My guidelines for using chat (Teams, Slack, whatever you fancy) as a collaboration tool in a software development team are as follows:
Chat is asynchronous
Always provide context when addressing someone. Never go “Hi!”. Ask the question immediately and with as much information as you can provide.
If you don’t provide context you are demanding the immediate attention and response from your counterpart thus underutilizing the medium’s asynchronous nature.
If it is urgent, call. I reserve the right to not answer. If I don’t answer, message me the context.
Knowledge should be available to all
- Use a common channel
- Pose a question with context
- Post the answer afterwards if a solution occurs outside of the chat
Avoid the use of direct messages or ad-hoc groups.
They can be used to reduce the noise in the common channel but should not be the first approach. Initiate group work in the common channel which can then be spun off in a side channel.
A common channel has several advantages:
- It is a known central reference point.
There’s no need track of where and when a conversation happened.

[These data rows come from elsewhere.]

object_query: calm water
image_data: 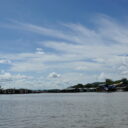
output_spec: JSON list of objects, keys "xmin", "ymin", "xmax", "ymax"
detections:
[{"xmin": 0, "ymin": 92, "xmax": 128, "ymax": 128}]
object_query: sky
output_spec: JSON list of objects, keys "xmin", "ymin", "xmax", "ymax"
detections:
[{"xmin": 0, "ymin": 0, "xmax": 128, "ymax": 89}]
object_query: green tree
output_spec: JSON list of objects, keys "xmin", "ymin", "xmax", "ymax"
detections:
[{"xmin": 105, "ymin": 79, "xmax": 114, "ymax": 85}]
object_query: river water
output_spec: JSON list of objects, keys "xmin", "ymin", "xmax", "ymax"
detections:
[{"xmin": 0, "ymin": 92, "xmax": 128, "ymax": 128}]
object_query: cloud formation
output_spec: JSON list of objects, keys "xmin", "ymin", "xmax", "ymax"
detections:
[{"xmin": 0, "ymin": 16, "xmax": 128, "ymax": 88}]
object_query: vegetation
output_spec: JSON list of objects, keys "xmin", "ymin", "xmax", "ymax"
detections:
[{"xmin": 0, "ymin": 78, "xmax": 128, "ymax": 94}]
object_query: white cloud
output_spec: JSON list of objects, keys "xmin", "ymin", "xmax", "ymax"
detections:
[
  {"xmin": 48, "ymin": 72, "xmax": 60, "ymax": 78},
  {"xmin": 0, "ymin": 59, "xmax": 11, "ymax": 64},
  {"xmin": 0, "ymin": 16, "xmax": 128, "ymax": 88}
]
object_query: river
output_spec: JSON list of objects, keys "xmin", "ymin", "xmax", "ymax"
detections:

- It exerts some control over the notification flood.
DMs are interruptions. A common channel allows users to choose how their own interaction pattern whether that is an immediate response or a periodic check.
- It helps disseminate knowledge in an indirect way.
Perusing the channel inevitably presents an overview of the team’s activity to all.
- It widens the pool of potential responders to the whole team
You never know who has the answer.
Text is king
Do not post screenshots of terminal screens, stacktraces or errors.
No, seriously, please don’t. There’s nothing more tedious than trying to zoom on text in a picture, nothing to copy and edit.